Like the crab we learn to abandon our shells to grow, to become, to occupy the world. Unlike the crab our carapace is located more within us, rather than outside, and because humans are a complex organism, molting (becoming larger) is a more complicated maneuver. At certain stages, the shifts that engender awareness, require humans to suffer growth pains, in the form of confusion, anxiety, depression, and vulnerability. These feelings arise around the impending urgency of growth, that wells up from within —no matter what — they occur from growing, or not growing.

It is for this reason — the growth pressure within — that there is a lot of normal suffering. It is also for this reason that we humans need to know about opening. A big part of this knowing is hard to stomach, disillusioning even — although a sure sign of maturation. Growing is painful, and involves periods of vulnerability. Leaning into anxiety and fear, feelings that impending change invariably produce, is counterintuitive, even as it validates what a complex animal we are. Opening is hard, but essential, for any kind of resilient being to stride deeper into the world.

It is easy to get mesmerized, hypnotized by the political and environmental conditions that threaten the worst kind of changes. These kinds of circumstances, charge the experience of change, with all kinds of feelings and ideological baggage. Change appears to be so hopeful to some, and so threatening to others. As a result cultural change has grown constipated. It needs a period of openness.

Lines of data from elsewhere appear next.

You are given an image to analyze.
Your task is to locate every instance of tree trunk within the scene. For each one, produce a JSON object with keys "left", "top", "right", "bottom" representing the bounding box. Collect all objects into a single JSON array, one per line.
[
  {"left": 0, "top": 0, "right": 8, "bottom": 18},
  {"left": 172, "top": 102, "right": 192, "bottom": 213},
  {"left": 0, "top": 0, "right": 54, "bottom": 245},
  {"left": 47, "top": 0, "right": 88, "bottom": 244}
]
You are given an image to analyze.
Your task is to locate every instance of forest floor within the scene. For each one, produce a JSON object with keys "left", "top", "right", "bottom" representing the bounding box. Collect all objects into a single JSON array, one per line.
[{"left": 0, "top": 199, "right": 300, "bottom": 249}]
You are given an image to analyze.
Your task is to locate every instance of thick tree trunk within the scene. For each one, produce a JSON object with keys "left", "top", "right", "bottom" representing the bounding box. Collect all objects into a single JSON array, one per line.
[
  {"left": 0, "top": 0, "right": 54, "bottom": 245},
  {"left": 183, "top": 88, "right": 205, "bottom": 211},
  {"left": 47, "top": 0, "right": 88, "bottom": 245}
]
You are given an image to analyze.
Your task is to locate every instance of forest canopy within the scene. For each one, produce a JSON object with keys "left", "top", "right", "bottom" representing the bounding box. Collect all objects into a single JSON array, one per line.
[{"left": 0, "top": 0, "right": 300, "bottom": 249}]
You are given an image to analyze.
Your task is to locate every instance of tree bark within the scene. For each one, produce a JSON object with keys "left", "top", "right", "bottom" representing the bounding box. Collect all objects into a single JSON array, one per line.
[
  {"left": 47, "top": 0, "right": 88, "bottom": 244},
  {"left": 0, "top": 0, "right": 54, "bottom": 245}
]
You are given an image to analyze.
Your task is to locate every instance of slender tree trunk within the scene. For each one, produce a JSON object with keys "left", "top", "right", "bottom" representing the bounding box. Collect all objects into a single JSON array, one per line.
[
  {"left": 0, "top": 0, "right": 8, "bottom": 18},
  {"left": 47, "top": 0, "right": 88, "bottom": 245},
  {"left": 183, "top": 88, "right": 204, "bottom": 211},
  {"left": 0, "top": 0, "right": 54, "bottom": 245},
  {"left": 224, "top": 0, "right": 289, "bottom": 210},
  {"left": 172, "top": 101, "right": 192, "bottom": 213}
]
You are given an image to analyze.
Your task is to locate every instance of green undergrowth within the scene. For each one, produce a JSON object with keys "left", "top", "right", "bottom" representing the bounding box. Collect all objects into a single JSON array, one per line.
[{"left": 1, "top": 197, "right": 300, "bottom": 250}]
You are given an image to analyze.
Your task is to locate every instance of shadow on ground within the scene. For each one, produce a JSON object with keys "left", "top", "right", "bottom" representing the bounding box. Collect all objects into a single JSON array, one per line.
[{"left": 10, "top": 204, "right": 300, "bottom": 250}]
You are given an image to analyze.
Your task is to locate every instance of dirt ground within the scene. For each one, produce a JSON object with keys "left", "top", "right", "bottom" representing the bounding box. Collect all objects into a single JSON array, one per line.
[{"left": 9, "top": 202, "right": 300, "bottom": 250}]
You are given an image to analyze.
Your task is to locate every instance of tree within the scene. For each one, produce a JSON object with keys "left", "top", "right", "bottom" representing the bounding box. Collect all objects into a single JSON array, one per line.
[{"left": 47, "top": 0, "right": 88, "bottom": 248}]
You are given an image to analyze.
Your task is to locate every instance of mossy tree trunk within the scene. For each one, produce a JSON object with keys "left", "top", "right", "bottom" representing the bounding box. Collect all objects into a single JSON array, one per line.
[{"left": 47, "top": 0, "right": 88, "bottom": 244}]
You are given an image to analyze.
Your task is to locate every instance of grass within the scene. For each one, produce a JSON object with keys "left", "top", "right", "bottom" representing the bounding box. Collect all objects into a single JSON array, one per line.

This is where Nature comes in. It open us. Despite ourselves, we humans give birth— to ourselves, to each other, to greater capacity, even to a world complex enough to include our diverse aspirations. The thing is, for this birth to happen, for the quickening that presages it to stir, a period of openness must occur. This means more vulnerability, uncertainty and unknowing than most of us are used to. Inviting a new sensibility, a world capable of holding so much diversity, means surrendering our knowing, putting aside our best laid plans, and our hoped for visions. Openness is exacting.

Nature has delivered to us the experience of opening. It is more awkward and vulnerable than most of us like. It can be as brutal as birth. It can also be a blessed entryway — a portal — a new way of seeing ourselves, each other, and the world we share. Strangely, Nature has anticipated times this stuck. It has provided us with the capabilities we need. Opening is not as hard as not opening. 

Existential threats are known to create communal opening, as do some forms of hallucinogens, ageing can do it too, but the opening needed now is more pervasive than all of that — it is the opening of the human heart. The moment contains existential threat enough — psychedelic wonder sufficient to the task. What remains is for each of us to open ourselves. I know this is easier said than done, but let me remind us all — this is how Life proceeds.

 Luckily, Life has aged me into paradoxical awareness — so I can sense the opening in what’s closing around us.